Regeneron Pharma released positive results from a Phase 3 trial of its monoclonal antibody treatment Regen-Cov (casirivimab and imdevimab) that found adding the therapy to usual care reduced the risk of death by 20% in seronegative patients who had not mounted a natural antibody response on their own against SARS-CoV-2.
The Phase 3 RECOVERY trial is the first large enough to definitively determine whether the therapy reduces mortality in patients hospitalized with severe COVID-19. Previous Phase 3 trials in non-hospitalized COVID-19 patients have shown that Regen-Cov reduced viral levels, shortened the time to resolution of symptoms and significantly reduced the risk of hospitalization or death. In a Phase 1/2 trial in hospitalized patients, Regen-Cov also rapidly reduced viral levels, with preliminary evidence suggesting that it lowered the risk of death or receiving mechanical ventilation, with the benefit driven by patients who entered the trial without having mounted a natural antibody response of their own (seronegative); and in the absence of Regen-Cov treatment, seronegative patients had higher mortality rates than patients who had already mounted their own immune response (seropositive).
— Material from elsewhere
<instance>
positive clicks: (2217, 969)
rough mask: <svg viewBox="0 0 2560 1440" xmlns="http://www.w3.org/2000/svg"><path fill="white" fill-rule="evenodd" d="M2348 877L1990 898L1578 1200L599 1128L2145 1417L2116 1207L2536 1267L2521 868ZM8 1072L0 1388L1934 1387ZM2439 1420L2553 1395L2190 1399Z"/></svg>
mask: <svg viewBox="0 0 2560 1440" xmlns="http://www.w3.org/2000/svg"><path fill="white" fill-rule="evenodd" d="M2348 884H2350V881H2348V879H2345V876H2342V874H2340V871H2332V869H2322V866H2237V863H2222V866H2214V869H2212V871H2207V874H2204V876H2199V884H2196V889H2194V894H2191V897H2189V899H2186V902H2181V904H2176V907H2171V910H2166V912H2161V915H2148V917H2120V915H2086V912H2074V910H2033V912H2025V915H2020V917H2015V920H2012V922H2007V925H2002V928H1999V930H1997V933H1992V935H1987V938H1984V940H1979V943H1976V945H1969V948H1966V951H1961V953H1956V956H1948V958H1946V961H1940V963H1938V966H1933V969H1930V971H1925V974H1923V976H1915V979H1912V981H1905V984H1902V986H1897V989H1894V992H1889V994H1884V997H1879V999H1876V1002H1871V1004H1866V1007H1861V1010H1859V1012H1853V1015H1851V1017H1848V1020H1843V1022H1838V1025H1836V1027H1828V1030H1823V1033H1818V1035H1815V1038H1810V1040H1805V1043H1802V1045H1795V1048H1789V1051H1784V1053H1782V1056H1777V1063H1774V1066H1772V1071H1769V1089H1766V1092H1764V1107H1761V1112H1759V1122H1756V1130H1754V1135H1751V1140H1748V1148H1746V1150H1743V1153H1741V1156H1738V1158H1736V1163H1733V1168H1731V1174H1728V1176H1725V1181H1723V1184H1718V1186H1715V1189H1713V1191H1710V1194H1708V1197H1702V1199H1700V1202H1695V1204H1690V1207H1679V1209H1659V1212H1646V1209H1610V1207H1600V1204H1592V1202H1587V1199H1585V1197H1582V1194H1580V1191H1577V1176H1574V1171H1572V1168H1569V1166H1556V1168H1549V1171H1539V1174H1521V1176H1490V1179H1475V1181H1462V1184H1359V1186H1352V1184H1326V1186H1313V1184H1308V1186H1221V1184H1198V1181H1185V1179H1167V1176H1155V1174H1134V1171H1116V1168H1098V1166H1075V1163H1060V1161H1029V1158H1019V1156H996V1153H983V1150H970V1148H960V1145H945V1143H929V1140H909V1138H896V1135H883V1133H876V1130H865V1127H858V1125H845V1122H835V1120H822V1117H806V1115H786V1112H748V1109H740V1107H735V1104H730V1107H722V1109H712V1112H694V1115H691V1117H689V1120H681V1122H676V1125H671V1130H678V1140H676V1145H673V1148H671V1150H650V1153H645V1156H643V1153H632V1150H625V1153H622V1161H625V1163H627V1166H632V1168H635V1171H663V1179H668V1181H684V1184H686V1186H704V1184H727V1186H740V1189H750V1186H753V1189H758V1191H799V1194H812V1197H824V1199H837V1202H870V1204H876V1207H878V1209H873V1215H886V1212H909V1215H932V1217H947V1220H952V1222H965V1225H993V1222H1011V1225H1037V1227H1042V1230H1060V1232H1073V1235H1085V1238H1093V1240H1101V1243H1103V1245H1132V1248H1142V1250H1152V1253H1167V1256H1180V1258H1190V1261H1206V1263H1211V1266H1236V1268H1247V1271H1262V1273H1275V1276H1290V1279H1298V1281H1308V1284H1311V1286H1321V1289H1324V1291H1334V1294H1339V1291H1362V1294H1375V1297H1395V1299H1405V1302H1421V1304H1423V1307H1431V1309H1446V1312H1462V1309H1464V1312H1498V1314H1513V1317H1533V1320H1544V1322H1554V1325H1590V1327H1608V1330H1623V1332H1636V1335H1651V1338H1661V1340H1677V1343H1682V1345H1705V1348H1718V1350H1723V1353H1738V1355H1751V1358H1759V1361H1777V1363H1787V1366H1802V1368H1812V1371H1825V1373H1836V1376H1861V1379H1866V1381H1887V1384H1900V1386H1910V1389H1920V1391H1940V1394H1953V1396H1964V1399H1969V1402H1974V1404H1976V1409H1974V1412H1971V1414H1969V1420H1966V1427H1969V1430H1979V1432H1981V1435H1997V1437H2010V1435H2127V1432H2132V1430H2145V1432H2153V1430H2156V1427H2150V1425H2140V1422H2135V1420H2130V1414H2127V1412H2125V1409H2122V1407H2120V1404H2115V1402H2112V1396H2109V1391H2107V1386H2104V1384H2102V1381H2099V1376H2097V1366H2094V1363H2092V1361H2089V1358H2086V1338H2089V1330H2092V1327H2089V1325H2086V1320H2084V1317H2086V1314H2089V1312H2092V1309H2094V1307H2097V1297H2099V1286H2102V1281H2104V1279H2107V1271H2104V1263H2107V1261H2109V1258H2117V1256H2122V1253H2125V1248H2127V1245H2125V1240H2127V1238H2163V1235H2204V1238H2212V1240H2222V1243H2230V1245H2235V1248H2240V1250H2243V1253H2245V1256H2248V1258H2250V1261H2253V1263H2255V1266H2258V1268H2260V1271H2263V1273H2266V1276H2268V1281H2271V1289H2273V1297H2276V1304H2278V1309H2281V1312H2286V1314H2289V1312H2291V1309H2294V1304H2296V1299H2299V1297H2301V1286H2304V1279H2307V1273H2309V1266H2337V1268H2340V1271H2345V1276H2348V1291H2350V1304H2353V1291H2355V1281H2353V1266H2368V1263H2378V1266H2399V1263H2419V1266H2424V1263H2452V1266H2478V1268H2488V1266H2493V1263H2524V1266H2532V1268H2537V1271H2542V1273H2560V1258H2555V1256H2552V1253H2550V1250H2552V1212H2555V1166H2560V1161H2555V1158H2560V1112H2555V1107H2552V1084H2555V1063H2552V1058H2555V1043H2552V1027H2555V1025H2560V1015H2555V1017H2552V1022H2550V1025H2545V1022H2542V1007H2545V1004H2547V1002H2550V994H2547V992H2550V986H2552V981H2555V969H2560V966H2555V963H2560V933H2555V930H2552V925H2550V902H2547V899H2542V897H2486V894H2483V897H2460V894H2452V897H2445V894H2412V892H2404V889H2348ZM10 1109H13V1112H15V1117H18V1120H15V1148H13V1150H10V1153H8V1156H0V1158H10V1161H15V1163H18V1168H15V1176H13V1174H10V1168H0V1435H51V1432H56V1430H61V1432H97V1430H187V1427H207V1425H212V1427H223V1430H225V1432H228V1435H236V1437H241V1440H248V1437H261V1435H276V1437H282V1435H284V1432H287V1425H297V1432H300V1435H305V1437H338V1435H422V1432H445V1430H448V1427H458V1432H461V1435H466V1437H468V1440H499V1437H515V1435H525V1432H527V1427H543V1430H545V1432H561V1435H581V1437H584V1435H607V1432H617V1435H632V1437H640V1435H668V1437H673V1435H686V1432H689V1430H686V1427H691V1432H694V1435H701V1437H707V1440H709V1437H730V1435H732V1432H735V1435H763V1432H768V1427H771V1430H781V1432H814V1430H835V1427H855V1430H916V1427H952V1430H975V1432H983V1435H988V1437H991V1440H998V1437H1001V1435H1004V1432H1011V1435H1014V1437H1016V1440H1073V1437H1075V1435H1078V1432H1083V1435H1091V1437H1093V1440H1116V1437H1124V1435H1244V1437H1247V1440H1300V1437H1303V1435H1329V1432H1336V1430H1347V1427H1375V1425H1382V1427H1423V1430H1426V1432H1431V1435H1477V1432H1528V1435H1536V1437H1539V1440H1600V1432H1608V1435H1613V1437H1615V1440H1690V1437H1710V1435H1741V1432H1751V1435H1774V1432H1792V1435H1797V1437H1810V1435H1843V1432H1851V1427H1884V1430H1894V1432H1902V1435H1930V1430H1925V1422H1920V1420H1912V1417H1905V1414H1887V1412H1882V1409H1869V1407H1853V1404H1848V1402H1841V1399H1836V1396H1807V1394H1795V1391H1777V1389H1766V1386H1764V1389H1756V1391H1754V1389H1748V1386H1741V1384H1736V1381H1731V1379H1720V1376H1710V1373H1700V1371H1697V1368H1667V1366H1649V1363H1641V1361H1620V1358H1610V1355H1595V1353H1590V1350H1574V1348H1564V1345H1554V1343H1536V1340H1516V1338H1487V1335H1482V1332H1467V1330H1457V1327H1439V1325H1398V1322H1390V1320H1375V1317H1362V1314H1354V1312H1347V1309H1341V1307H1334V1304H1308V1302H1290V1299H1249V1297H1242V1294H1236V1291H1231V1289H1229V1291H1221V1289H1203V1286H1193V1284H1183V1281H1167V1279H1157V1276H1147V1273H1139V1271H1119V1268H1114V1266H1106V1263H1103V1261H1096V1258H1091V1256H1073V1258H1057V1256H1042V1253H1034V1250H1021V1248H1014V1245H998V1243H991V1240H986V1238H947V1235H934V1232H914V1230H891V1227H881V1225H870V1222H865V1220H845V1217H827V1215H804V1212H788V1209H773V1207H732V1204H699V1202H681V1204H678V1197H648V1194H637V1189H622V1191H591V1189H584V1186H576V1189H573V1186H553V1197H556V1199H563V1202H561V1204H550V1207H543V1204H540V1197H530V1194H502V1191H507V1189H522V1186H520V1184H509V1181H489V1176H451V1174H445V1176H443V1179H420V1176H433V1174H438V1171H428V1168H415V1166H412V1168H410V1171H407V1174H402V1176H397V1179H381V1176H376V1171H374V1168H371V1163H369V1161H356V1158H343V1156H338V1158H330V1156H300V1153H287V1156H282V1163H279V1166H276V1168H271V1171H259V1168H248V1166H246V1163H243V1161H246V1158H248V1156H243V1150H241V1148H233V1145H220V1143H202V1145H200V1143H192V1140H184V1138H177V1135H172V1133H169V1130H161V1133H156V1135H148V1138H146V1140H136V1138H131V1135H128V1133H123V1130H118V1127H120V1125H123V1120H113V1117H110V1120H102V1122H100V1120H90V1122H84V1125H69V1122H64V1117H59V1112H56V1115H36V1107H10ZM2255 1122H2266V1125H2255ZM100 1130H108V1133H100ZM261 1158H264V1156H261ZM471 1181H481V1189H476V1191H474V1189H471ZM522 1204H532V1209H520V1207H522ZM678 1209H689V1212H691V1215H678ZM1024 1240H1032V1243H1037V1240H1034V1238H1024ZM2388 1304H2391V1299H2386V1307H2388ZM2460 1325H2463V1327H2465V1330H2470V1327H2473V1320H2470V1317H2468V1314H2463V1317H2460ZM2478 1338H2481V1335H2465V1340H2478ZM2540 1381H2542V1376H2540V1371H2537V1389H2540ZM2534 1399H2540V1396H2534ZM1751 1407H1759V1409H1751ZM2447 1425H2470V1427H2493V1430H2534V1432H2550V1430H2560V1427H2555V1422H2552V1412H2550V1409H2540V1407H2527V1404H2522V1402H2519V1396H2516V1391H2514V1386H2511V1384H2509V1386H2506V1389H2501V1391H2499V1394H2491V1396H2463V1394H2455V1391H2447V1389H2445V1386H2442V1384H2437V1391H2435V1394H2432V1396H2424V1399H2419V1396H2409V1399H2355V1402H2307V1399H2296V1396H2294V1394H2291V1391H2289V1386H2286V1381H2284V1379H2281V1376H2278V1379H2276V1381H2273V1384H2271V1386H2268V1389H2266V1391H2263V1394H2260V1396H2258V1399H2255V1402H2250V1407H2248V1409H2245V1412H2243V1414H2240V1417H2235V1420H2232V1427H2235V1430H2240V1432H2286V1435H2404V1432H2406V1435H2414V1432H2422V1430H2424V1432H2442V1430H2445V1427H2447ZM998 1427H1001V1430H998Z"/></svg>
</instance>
Based on the above Phase 1/2 data, the independently-run RECOVERY trial prospectively focused on seronegative patients. Similar to the prior trial, patients in RECOVERY who received usual care alone had double the mortality rate at day 28 if they were seronegative (30%) compared to seropositive (15%); approximately one-third of hospitalized patients were seronegative (n=3,153), one-half were seropositive (n=5,272) and one-sixth had unknown serostatus (n=1,360). The mean age of patients for this comparison was 62 years, and more than 90% received corticosteroids across all groups.
The primary outcome of RECOVERY showed that adding Regen-Cov 8,000 mg to usual care reduced all-cause mortality by 20% in seronegative patients (primary analysis population), compared to usual care alone (24% of patients in the Regen-Cov group died versus 30% in the usual care group by day 28; rate ratio [RR]: 0.80; 95% confidence interval [CI]: 0.70-0.91; p=0.001). When combining the larger seropositive group (as well as those with unknown status) with the seronegative patients, there was no longer a significant effect on 28-day mortality (overall 20% of patients in the Regen-Cov group died, versus 21% in the usual care group; RR: 0.96; 95% CI: 0.86-1.03; p=0.17).
“Definitive Phase 3 trials have now demonstrated that Regen-Cov can alter the course of COVID-19 infection from prevention, to very early infection, all the way through to when patients are on a ventilator in the hospital,” said George D. Yancopoulos, MD, PhD, President and Chief Scientific Officer at Regeneron. “We are incredibly grateful to the RECOVERY team, participating investigators and patients for conducting this in-depth analysis, and hope that the results mean that even more patients may soon be able to benefit from this life-saving medicine. We intend to rapidly discuss these results with regulatory authorities, including in the U.S. where we will ask for our EUA to be expanded to include appropriate hospitalized patients.”
Among seronegative patients in the RECOVERY trial, the median duration of hospital stay was 4 days shorter in the Regen-Cov group (13 days versus 17 days), and the proportion of patients discharged alive by day 28 was greater (64% versus 58%; RR: 1.19; 95% CI: 1.08-1.30). Among the seronegative patients not on invasive mechanical ventilation at baseline, the risk of progressing to the composite endpoint of invasive mechanical ventilation or death was lower among the REGEN-COV group than the usual care group (30% versus 37%; RR: 0.83; 95% CI: 0.75-0.92). No such benefits were seen in the overall trial population (combining patients with negative, positive, or unknown serostatus).
“These results are very exciting. The hope was that by giving a combination of antibodies targeting the SARS-CoV-2 virus we would be able to reduce the worst manifestations of COVID-19,” said Sir Peter Horby, Professor of Emerging Infectious Diseases in the Nuffield Department of Medicine, University of Oxford, and Joint Chief Investigator for the RECOVERY trial. “There was, however, great uncertainty about the value of antiviral therapies in late-stage COVID-19 disease. It is wonderful to learn that even in advanced COVID-19 disease, targeting the virus can reduce mortality in patients who have failed to mount an antibody response of their own.”